University of Marburg

Synopsis of Research Activities:

Associate Professor for Language Technologies
Department of Mathematics and Computer Science
University of Marburg

Lucie Flek is an Associate Professor at the Philipps-Universität Marburg, leading the newly formed research group on Language Technologies. Her interests lie in machine learning applications in the field of Natural Language Processing (NLP), including DNN-based synthetic data generation, robustness to adversarial attacks, privacy-preserving algorithms, and robustness to distributional shifts. The health application of the research groups’ work range from conversational AI, medical entity extraction and question answering, to mental health analysis in social media, including early suicide ideation detection using dynamic graph neural models.

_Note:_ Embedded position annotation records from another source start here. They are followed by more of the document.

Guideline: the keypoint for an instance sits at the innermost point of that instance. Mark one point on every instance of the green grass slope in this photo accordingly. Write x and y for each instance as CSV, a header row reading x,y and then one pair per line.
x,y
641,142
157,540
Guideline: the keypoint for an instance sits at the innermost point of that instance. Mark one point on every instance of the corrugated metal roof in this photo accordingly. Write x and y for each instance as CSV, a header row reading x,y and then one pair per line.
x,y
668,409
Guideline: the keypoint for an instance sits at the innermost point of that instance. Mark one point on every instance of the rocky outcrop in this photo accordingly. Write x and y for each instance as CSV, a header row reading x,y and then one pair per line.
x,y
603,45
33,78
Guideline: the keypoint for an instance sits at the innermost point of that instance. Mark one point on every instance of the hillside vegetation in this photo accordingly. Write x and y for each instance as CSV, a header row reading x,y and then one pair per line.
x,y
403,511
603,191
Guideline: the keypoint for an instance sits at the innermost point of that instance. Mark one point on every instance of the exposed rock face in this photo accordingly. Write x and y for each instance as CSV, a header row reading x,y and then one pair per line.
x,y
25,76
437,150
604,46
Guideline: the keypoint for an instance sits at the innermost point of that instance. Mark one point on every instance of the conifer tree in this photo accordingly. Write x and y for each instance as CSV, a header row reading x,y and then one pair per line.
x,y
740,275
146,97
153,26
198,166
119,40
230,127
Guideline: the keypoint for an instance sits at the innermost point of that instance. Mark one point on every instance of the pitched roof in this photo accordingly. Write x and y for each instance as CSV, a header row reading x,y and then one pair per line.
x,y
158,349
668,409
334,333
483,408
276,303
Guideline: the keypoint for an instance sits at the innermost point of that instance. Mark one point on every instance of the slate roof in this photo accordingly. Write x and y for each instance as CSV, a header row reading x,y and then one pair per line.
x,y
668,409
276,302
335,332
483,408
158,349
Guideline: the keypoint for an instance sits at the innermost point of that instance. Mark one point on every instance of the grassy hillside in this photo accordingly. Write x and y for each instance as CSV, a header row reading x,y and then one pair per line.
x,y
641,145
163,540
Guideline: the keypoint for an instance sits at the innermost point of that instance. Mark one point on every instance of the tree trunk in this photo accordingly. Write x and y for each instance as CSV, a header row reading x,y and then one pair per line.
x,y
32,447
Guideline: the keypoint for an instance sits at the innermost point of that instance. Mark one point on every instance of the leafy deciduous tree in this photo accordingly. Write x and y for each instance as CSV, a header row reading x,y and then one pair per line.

Prior to her return to academia, Lucie Flek has contributed to digital strategies in Amazon Alexa and Google. In her earlier research work at TU Darmstadt, Positive Psychology Center at University of Pennsylvania, and University College London, she has been focusing on psychological and social NLP applications, serving as Area Chair for Computational Social Sciences at multiple ACL* conferences. Before her research path in natural language processing, she was involved in particle physics research in the area of dark matter searches at CERN.

Prof Vijay Chandru

IISc Bangalore

Short Bio:

Centre for Biosystems science and Engineering
IISc Bangalore

Professor Vijay Chandru has served on the faculty of engineering at Purdue University and is now with the Centre for Biosystems science and Engineering at the Indian Institute of Science (IISc). He is an executive advisor for healthcare to ART Park (DST innovation Hub for AI and Robotics at IISc), and a Commissioner with the Lancet Citizens Commission on reimagining India’s health system. He was an inventor of the Simputer and founder of Strand Life Sciences, India's leading precision medicine solutions company. A fellow of the academies of science and engineering, a technology pioneer of the World Economic Forum and recipient of the Hari Om Trust Award of University Grants Commission in 2001 for serving science and society, Professor Chandru identifies with "Historians of the Now" - a cadre that begins with a study of what is today, asking not how to avoid the perils of the past but how to maximize the advantages of the future.

Dr Rajiv Ratn Shah

Indraprastha Institute of Information Technology Delhi

Synopsis of Research Activities:

Head, Department of Human Centred Design Assistant Professor, Computer Science & Engineering Director, MIDAS Research Lab

Rajiv Ratn Shah currently works as an Assistant Professor in the Department of Computer Science and Engineering (joint appointment with the Department of Human-centered Design) at IIIT-Delhi. He is also the director of the MIDAS Lab at IIIT-Delhi and Signal Sciences & AI Labs Pvt. Ltd. He received his Ph.D. in computer science from the National University of Singapore (NUS), Singapore. Before joining IIIT-Delhi, he worked as a Research Fellow in Living Analytics Research Center (LARC) at the Singapore Management University (SMU), Singapore. Dr. Shah is the recipient of several awards, including the prestigious Heidelberg Laureate Forum (HLF), European Research Consortium for Informatics and Mathematics (ERCIM) fellowships, and best paper/poster awards at different international conferences. His research interests include multimedia content processing, natural language processing, image processing, speech processing, multimodal computing, data science, and social media computing. Specifically, his current research interests include: multimodal deep learning based healthcare solutions, multimodal deep learning based scoring systems, and deep learning based multimedia systems. Many research works from his lab has been published to top tier conferences and journals.